The state has sponsored the exchange program for eleven years. On Wednesday, officials from law enforcement, the army and judicial system were on hand as this year’s arsenal was destroyed.
“Citizens wanted to use these weapons for self-defense, to personally carry out justice,” said Gen. Gilberto Landeros, the commander of the Second Military Zone. “Today, they have more confidence in institutions to protect them.”
The general referred to the years 2008 to 2010, the height of drug violence in the region, when 2,327 murders were committed in Tijuana alone and hundreds disappeared or were kidnapped.

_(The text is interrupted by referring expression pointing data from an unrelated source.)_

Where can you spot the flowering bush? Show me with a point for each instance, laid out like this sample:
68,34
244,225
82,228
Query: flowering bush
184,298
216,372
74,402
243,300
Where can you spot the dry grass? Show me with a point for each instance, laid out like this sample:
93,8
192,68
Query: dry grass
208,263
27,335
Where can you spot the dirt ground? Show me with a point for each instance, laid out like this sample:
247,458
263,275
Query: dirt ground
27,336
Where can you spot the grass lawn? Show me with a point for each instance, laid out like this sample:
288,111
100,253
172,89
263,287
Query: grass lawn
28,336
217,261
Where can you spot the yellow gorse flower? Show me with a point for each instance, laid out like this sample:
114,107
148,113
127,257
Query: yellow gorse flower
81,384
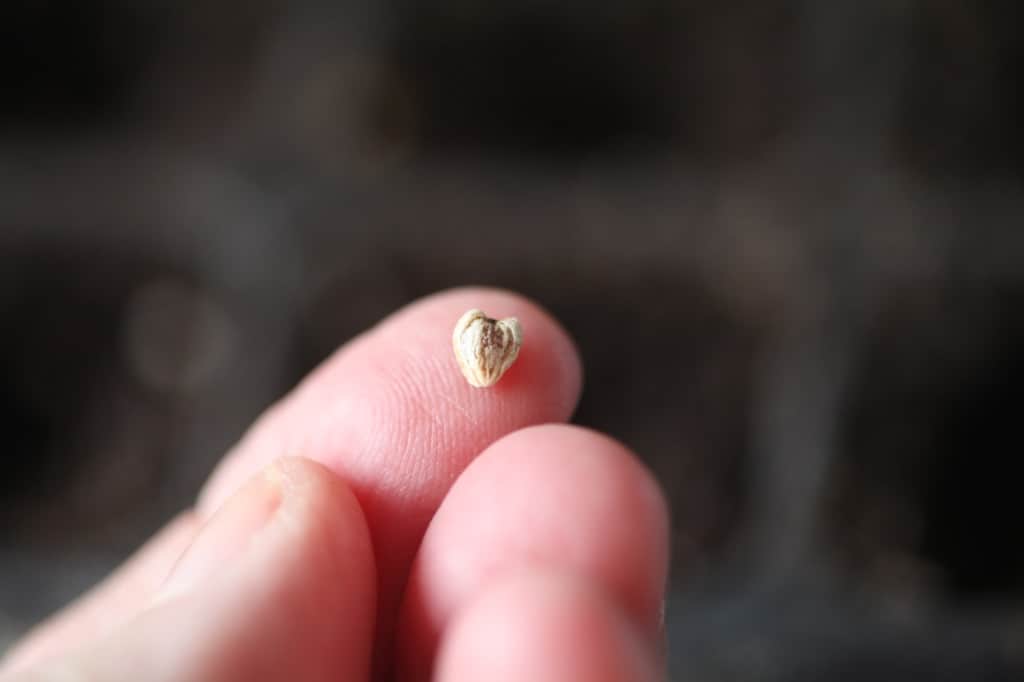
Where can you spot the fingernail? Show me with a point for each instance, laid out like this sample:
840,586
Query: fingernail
226,534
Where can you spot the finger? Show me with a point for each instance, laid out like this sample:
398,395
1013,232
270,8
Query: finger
542,627
392,414
279,585
550,496
116,599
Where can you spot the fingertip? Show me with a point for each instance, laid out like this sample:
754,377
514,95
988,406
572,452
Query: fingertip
555,496
543,625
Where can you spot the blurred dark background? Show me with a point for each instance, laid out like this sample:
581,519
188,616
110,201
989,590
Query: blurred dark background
815,205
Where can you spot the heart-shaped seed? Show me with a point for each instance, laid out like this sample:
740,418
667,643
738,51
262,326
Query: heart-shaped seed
485,347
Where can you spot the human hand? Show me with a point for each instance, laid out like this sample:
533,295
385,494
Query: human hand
388,519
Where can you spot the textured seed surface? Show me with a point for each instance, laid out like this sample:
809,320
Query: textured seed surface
485,347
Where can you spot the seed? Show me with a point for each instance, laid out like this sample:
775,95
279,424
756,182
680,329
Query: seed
485,348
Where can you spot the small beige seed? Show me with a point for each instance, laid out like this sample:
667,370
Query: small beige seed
485,348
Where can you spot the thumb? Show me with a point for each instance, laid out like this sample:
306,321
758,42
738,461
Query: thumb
280,584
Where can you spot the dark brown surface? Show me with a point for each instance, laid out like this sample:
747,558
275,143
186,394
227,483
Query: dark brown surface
813,207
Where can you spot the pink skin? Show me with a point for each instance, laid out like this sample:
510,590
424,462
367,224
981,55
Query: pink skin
394,426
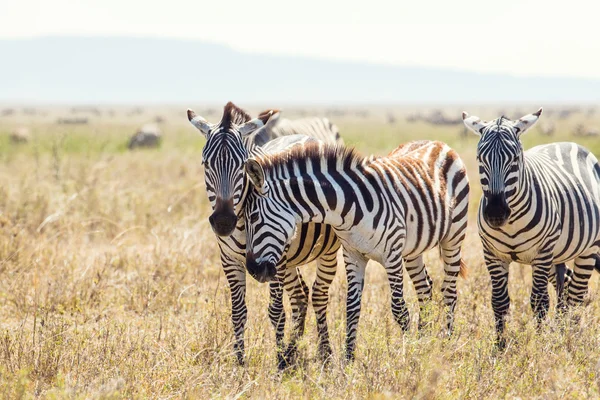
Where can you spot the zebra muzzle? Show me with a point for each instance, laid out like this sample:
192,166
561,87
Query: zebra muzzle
496,210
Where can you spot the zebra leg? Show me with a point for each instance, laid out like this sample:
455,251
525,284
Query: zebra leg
452,259
561,290
395,273
423,286
236,278
540,301
326,269
355,274
276,310
584,266
498,271
298,292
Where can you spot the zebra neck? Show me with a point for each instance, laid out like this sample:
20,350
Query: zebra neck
335,195
520,202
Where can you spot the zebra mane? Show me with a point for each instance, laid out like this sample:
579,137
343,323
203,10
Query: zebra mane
233,115
345,157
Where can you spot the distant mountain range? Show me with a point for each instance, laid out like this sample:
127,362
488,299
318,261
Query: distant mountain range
148,70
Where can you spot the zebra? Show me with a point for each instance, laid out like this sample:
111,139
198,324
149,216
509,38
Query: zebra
386,209
539,207
229,144
314,127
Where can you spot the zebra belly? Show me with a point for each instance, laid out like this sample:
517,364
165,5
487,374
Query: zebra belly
311,241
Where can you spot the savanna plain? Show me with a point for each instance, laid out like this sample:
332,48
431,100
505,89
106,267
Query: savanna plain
111,284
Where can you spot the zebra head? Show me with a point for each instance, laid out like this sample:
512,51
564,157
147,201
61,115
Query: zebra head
500,158
223,158
270,226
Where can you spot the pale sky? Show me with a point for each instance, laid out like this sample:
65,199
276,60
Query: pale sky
520,37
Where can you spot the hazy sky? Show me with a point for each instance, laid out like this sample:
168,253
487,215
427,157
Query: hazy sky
523,37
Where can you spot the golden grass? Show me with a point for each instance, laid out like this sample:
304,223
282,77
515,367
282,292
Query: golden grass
111,287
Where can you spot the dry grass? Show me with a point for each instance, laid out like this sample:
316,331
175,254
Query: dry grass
111,286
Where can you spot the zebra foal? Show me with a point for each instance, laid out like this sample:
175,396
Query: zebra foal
539,207
388,209
229,143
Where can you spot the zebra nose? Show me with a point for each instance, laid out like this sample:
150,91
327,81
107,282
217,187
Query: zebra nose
261,271
496,211
223,223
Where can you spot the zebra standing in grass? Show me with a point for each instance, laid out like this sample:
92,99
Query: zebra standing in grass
317,128
539,207
387,209
229,144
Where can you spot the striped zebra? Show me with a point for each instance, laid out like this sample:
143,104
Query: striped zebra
386,209
539,207
228,145
317,128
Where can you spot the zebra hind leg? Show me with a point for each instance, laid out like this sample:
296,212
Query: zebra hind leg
326,269
298,292
453,266
584,265
423,284
276,310
560,277
355,274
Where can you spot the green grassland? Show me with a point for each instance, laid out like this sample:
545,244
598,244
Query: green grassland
111,284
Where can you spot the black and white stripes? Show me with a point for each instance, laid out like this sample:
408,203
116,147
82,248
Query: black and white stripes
539,207
229,144
387,209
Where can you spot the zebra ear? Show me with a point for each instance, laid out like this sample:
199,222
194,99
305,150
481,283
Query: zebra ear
473,123
257,123
257,176
199,122
526,122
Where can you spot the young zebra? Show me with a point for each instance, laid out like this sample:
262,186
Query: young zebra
317,128
539,207
387,209
229,144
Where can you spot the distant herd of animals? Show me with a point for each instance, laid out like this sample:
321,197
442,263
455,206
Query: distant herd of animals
287,192
150,135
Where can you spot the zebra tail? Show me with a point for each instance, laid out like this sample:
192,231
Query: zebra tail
464,271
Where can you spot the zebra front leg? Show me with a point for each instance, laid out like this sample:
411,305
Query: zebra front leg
584,265
326,269
236,278
298,292
452,264
498,271
423,284
355,274
540,301
395,273
277,312
560,278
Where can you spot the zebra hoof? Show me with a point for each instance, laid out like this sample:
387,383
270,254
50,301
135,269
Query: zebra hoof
325,352
501,344
287,359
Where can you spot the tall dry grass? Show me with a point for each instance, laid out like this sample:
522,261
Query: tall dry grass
111,287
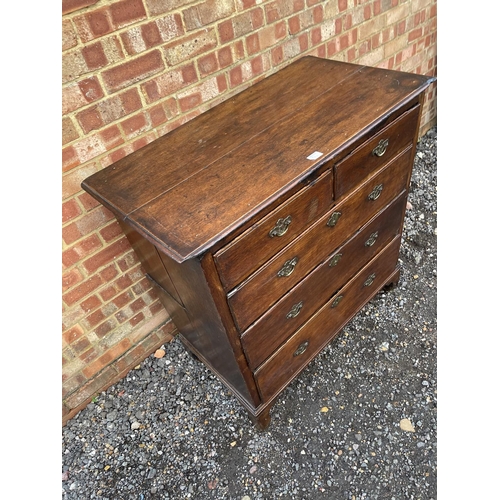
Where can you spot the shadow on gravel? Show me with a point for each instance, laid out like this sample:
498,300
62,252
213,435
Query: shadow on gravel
359,423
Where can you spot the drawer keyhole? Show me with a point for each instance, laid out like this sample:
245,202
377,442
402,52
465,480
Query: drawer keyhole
288,267
369,281
337,301
333,219
335,260
295,310
302,348
371,240
376,192
381,147
281,227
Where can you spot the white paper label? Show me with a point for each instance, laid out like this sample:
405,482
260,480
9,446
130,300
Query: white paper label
315,155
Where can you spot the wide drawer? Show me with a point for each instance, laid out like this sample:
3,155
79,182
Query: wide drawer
237,260
264,336
375,152
285,270
294,355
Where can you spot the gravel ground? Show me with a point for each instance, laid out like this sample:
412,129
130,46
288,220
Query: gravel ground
359,423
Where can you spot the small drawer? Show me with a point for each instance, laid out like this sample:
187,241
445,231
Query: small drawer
265,287
264,336
241,257
375,152
293,356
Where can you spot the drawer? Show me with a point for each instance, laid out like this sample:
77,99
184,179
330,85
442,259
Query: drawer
375,152
294,355
241,257
264,336
285,270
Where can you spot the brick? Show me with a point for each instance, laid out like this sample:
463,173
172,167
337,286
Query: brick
73,66
71,279
208,64
253,44
107,255
69,132
141,38
134,125
413,35
126,12
133,71
72,180
109,273
191,101
278,10
156,7
188,47
81,345
226,31
80,94
90,303
69,158
70,210
82,290
169,82
207,12
93,220
94,56
137,319
111,231
69,39
73,5
93,25
170,27
104,328
90,119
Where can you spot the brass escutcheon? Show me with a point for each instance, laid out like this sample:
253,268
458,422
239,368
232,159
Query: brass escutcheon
333,219
369,280
295,310
371,240
302,348
288,267
376,192
336,301
281,227
335,260
381,147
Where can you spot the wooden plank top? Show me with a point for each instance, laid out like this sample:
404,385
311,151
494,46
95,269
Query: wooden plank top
192,187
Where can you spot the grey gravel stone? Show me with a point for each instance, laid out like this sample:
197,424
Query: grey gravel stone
171,430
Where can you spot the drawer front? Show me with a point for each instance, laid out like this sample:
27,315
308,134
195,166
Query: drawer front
294,355
375,152
265,335
285,270
250,250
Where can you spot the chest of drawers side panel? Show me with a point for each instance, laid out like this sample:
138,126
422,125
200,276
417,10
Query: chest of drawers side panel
212,336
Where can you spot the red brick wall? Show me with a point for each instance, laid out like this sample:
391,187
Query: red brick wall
134,70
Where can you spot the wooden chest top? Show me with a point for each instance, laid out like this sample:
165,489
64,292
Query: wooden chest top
193,187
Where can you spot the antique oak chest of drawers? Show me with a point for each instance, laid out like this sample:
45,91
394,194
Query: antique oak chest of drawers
269,221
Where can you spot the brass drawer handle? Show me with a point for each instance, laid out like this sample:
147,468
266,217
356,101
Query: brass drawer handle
337,301
335,260
295,310
333,219
302,348
281,227
376,192
371,240
288,267
369,281
381,147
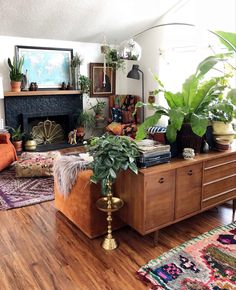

Baja California’s Secretary for Public Safety, Daniel de la Rosa, said that more than 30,000 weapons have been exchanged during the program’s 11 years, and none has been linked to a crime.
“That’s 30,000 crimes or accidents that we have avoided during that time,” said De la Rosa.
He said that authorities have been able to determine that 80 per cent of the weapons came from the United States, and were made there or in countries such as Israel, France or Italy.
De la Rosa repeated President Calderon’s criticism that gun shops in the United States as well the U.S. Bureau of Alcohol, Tobacco, Firearms and Explosives have put assault weapons in the hands of cartel gunmen.
On Wednesday morning, officials from the three levels of government and the military met at a park in the Morelos neighborhood downtown to exhibit the collected weapons before they were destroyed. The weapons were laid on the street, drawing curious onlookers, many taking pictures of the vast, varied arsenal.
In a symbolic act, a steamroller and an electric table saw were used to destroy a dozen rifles. In all, 2,138 weapons were turned in this year, 1,156 in Tijuana.
De la Rosa said the state spent 3 million pesos (about $214,600) on groceries for the exchange program this year and has allocated 5 million pesos for next year’s ($357,650) effort.